A voice at his shoulder: ‘Good, aren’t they?’
Logan turned. ‘You just leave these lying around?’
A little woman with big glasses smiled back at him, small fleshy lumps speckling her dimpled cheeks. She was wearing a T-shirt with ‘BECAUSE PROP MISTRESS SAYS SO, THAT’S WHY!’ on it. ‘They’re using them this afternoon for three-seventy-one, if they get that far. Need a good clean first, checked for blockages – I’m not having a Brandon Lee on my watch, thank you very much. Otherwise they’re kept in the safe, with the ammunition and the firing pins.’
She dug into a shoulder bag and produced an iPad in an identical red leather cover to Excitable Jack, the film’s go-to guy. ‘The tags are all barcoded, they’re scanned when the guns are signed out and when they’re signed back in again.’ She held the pad up and pressed something. A click, then a bleep. She turned the screen to face Logan. It was a spreadsheet with names, dates, times, and scene numbers. ‘We’re very, very strict about it.’
‘So you’ve got a list of everything that’s gone missing?’
That produced a small grimace. ‘Don’t get me started. I know this place looks like a junkshop, but every single thing in here has been handpicked for a set or a scene. And anything we couldn’t buy we’ve made, so replacing this stuff isn’t just a case of nipping down to Asda with a shopping list. When we started out we were way too trusting: cloaks, hats, props, daggers, medals … You name it, someone would nick it.’
She wandered over to another set of shelves, this one full of red leather notebooks. The bottom three shelves looked brand new, but the ones on the fourth were in varying stages of wear and tear. ‘These are always the favourites. You wouldn’t believe how many Dittay books we’ve had to make.’ She picked one up and handed it to him. ‘Started off tooling the designs on the leather by hand, but so many went missing we had to get a die made. Everyone wants a souvenir.’

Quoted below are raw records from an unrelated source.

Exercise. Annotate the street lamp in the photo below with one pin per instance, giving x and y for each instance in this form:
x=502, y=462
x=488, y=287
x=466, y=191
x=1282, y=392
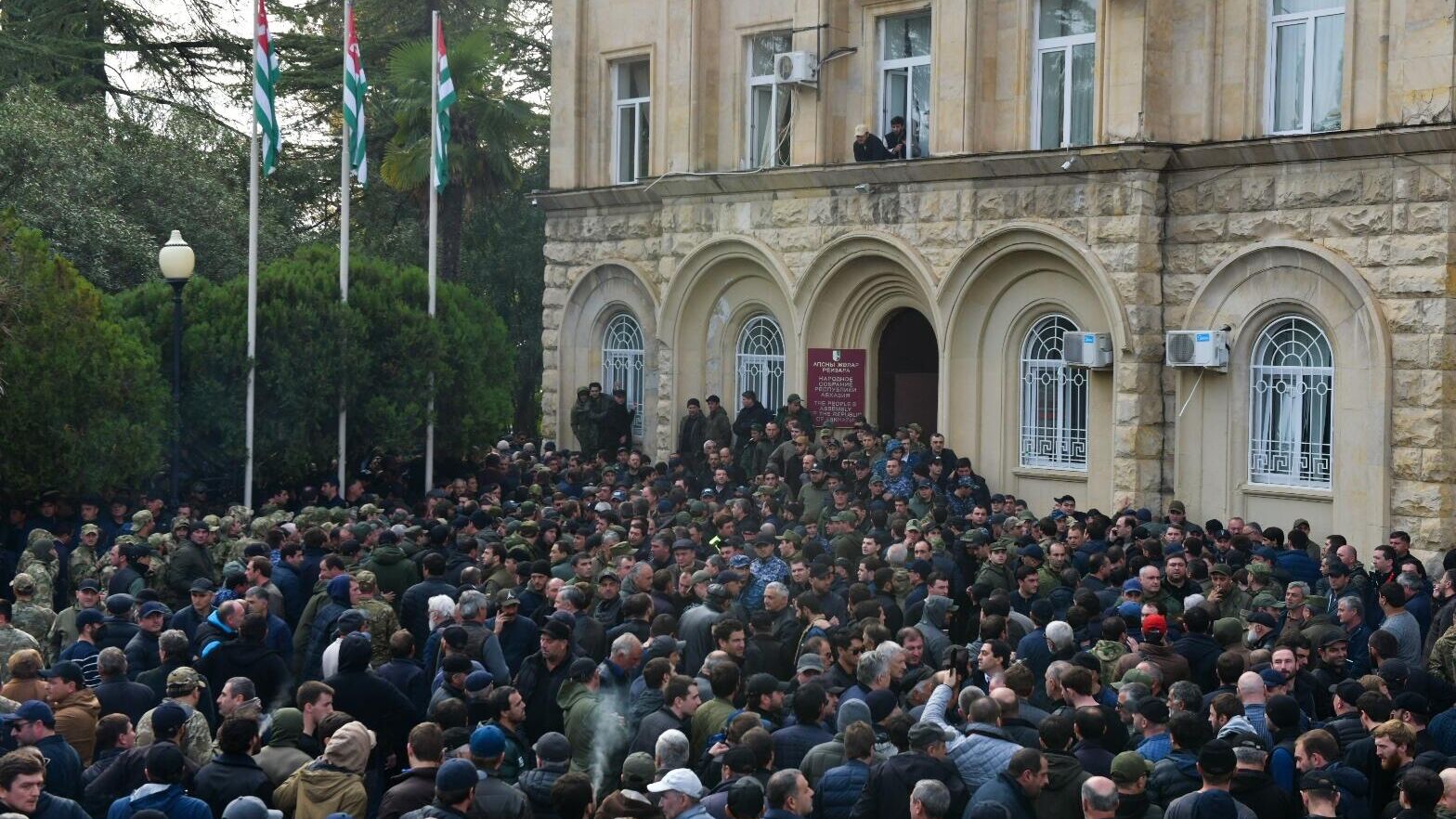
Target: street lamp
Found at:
x=175, y=258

Logan ran a finger over the intricate pattern of curlicues and swirls set into the cover. It was identical to the one he’d found in Agnes Garfield’s bedr
oom under the stairs. ‘Dittay books?’
Insch’s deep, dark voice rumbled through the room. ‘Sixteenth century. They called the list of charges brought against people accused of witchcraft “dittays”. That’s what got you tried and burned at the stake.’

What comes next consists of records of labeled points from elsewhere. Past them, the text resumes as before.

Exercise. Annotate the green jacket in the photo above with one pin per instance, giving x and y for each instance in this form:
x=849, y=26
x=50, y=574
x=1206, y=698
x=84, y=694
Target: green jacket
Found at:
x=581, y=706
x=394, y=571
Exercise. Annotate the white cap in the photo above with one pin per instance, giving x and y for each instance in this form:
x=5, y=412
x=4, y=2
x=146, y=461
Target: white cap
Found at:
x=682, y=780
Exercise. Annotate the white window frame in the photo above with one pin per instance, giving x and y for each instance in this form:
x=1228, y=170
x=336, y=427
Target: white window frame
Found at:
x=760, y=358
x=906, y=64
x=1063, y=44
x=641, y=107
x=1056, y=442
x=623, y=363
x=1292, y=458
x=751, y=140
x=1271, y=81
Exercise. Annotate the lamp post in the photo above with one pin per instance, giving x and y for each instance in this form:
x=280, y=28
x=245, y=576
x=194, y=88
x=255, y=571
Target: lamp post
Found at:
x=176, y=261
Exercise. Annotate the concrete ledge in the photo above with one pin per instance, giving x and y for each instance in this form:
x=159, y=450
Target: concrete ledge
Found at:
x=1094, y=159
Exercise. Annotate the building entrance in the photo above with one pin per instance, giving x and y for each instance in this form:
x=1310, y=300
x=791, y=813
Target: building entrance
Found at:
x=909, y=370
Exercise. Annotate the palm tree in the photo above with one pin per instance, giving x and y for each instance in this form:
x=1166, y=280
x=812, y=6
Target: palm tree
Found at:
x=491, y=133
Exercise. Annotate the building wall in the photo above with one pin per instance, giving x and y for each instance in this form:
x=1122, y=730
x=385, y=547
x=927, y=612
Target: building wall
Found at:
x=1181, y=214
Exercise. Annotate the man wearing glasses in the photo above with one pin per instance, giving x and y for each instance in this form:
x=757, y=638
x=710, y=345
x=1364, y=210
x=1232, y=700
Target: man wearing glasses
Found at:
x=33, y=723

The prop mistress took the book from Logan’s hand and put it back on the rack. ‘All the Fingermen have to have at least one. They’re quite important to the plot.’

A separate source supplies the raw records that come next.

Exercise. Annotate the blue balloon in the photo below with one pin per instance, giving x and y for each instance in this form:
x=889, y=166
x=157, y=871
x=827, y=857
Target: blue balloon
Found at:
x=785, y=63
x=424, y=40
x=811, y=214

‘How many did Agnes Garfield get away with?’
Another grimace. ‘Bad enough she took a couple of blanks, but she nabbed the main Rowan one too. Do you have any idea how much effort goes into making them look real and used? How many hours I spent, hunched over that bloody book, writing in all the dittays and sigils and notes …’
Insch folded his arms across his chest. Not as impressive a sight as it used to be, especially with the dangly bingo wings poking out from the sleeves of his polo shirt. ‘She’s lucky we didn’t press charges.’
DCI Steel slouched into the prop room, hands in her pockets, shoulders slumped. She pursed her lips, looked around. Sniffed. ‘Right: this is boring the arse off me. If no one’s shagging, we’re going.’
She swung around and stomped off, back down the corridor.
Insch stared after her. ‘You know, you could probably arrange some kind of accident. I’d give you an alibi: you were with me the whole time.’
‘Don’t tempt me.’
They followed her out of the prop room, Insch’s hand dipping into the bag of carrots every three or four steps, conveying another bright-orange stick into his mouth. Crunch. Crunch. Crunch. ‘Is Rennie still …?’
‘A pain in the backside? Yeah. He’s on a major whinge at the moment, because Steel keeps—’
A woman’s voice echoed down the corridor behind them. ‘David?’
Insch froze. Then pulled on a smile. And turned. ‘Nichole! I’ve been reviewing yesterday’s rushes – the bath scene was terrific, you were great: such emotional intensity.’
Nichole Fyfe had taken off the leather frock coat, dark patches beneath her arms staining the red silk shirt. A ring of what looked like napkins poked out of her collar, presumably to keep her makeup off the fabric. Unlike Zander’s and Insch’s ID pass, hers hung around her neck on a bright orange lanyard with ‘ACTOR ~ ACTOR ~ ACTOR …’ picked out in black all along it.